As I have stated, any maintenance or contract work in a nuke plant is a magnitude greater than that of a thermal plant purely because of the regulatory requirement of a nuke facility over a thermal one. I dont think you have any clue the level of maintenance, or the costs, for a power plant of any kind. None of it is "cheap". Its huge huge huge work. A thermal plant planned outage can last 6+ weeks for a 250MW unit. Thats not "cheap".

"Also, explain how a coal plant is simpler than a nuclear plant? The absence is pulverizes and scrubbers is a good start."

I can't believe I am going to get in to an argument with someone who claims nuclear plants are simpler than a coal fired one. Especially considering you think you've "got me" by mentioning the fuel handling and emissions controls systems... But here we go.

In terms of knowledge industry wide, thermal generation has an abundance. Nuclear knowledge is few and far between, and expensive.

The number of people who can fix a thermal plant is a lot greater than that of a nuke one. The ones who can fix a nuke plant aren't cheap.

Water treatment requirements of a nuclear plant significantly overshadow that of a thermal facility. In a closed loop PWR, the reactor coolant requires expensive chemicals that are not effected by the fission process. The fission reaction can create undesirable water chemistry such as excess O2, so excess hydrogen must be maintained. Reactor loops require the use of a high purity stainless as fission, again, can pull impurities out of the stainless.

Chemists for water treatment in a thermal plant are easy to find. Chemists for nuclear are not, and when you do theyre expensive.

There is only one water loop to control the chemistry for at a thermal plant. In a nuke facility, there is at least three. All requiring their own unique chemicals that are impervious to the effects of fission.

There containment building for the reactor is complex.

There are only a handful or people who can operate these reactors, with the cert process being five times as long as the one required for a thermal plant.

Spent fuel pools and the spent fuel system is an art form. It must be monitored, cooled, and maintained.

Every single nuke worker is monitored health wise multiple times a year. Blood work, scans, check ups. Dosimeters worn at all times. Exposure limits tracked.

The emergency preparedness and emergency scenarios are probably twice that of my refinery. And refineries are pretty toxic, deadly, and explosive neighbours.

There are environmental and radiation monitoring systems at various radius distances away from nuke plants which thermal plants do not have.

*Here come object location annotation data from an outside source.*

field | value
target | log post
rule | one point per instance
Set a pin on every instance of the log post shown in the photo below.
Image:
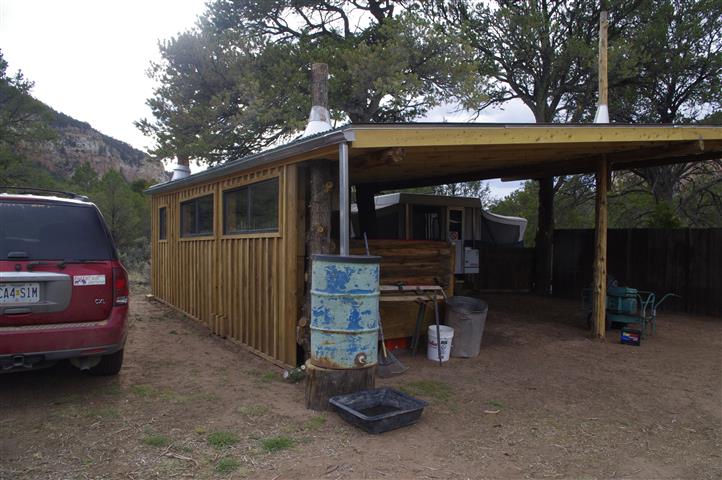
(324, 383)
(599, 299)
(544, 243)
(321, 187)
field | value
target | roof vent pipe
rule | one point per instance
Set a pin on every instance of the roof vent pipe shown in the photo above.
(602, 115)
(182, 169)
(319, 120)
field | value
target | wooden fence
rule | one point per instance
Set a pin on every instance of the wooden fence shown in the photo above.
(687, 262)
(504, 269)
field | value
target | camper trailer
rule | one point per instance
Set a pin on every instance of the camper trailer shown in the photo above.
(459, 220)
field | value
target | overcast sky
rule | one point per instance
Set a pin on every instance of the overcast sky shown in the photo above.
(88, 59)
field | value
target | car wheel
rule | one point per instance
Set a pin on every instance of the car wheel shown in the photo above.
(109, 364)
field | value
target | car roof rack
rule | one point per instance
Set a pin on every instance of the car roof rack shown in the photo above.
(31, 190)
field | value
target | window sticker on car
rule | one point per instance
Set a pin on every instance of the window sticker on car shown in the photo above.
(83, 280)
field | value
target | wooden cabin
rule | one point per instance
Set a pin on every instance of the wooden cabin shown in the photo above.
(230, 245)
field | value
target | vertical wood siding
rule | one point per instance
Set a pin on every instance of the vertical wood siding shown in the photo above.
(241, 286)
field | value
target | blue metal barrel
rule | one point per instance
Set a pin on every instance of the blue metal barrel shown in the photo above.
(344, 311)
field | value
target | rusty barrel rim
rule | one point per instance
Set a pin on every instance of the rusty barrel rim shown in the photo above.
(322, 257)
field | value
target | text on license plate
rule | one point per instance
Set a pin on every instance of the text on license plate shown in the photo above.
(19, 293)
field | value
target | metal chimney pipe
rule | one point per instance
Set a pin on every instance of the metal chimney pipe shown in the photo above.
(602, 115)
(182, 169)
(319, 120)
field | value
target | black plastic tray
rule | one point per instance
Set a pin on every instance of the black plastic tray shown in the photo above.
(378, 410)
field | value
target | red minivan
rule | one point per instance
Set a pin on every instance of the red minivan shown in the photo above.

The controls system for a reactor is about three times as complex. In a thermal plant, MW output is cascaded by loading the generator, which loads the turbine, which lowers the water level and pressure in the steam drum, which increases feedwater flow and increases firing rate, which increases fuel flow, which speeds up the pulverizers. For a reactor, MW output is cascaded by loading the generator, which loads the turbine, which loads the steam generating loop, which loads the steam generators, which lowers the water level and pressure of the SGs, which increases the pump loop speed of the SG, which increases water flow to the SG, which causes the pressurizer in the reactor to drop press, which causes the heat load in the reactor side of the SG to drop, which causes the reactor coolant pumps to speed up, which causes the reactor temp and pressure to drop, which causes the control rods to be manipulated. Nuke plants have almost three times the cascading control systems.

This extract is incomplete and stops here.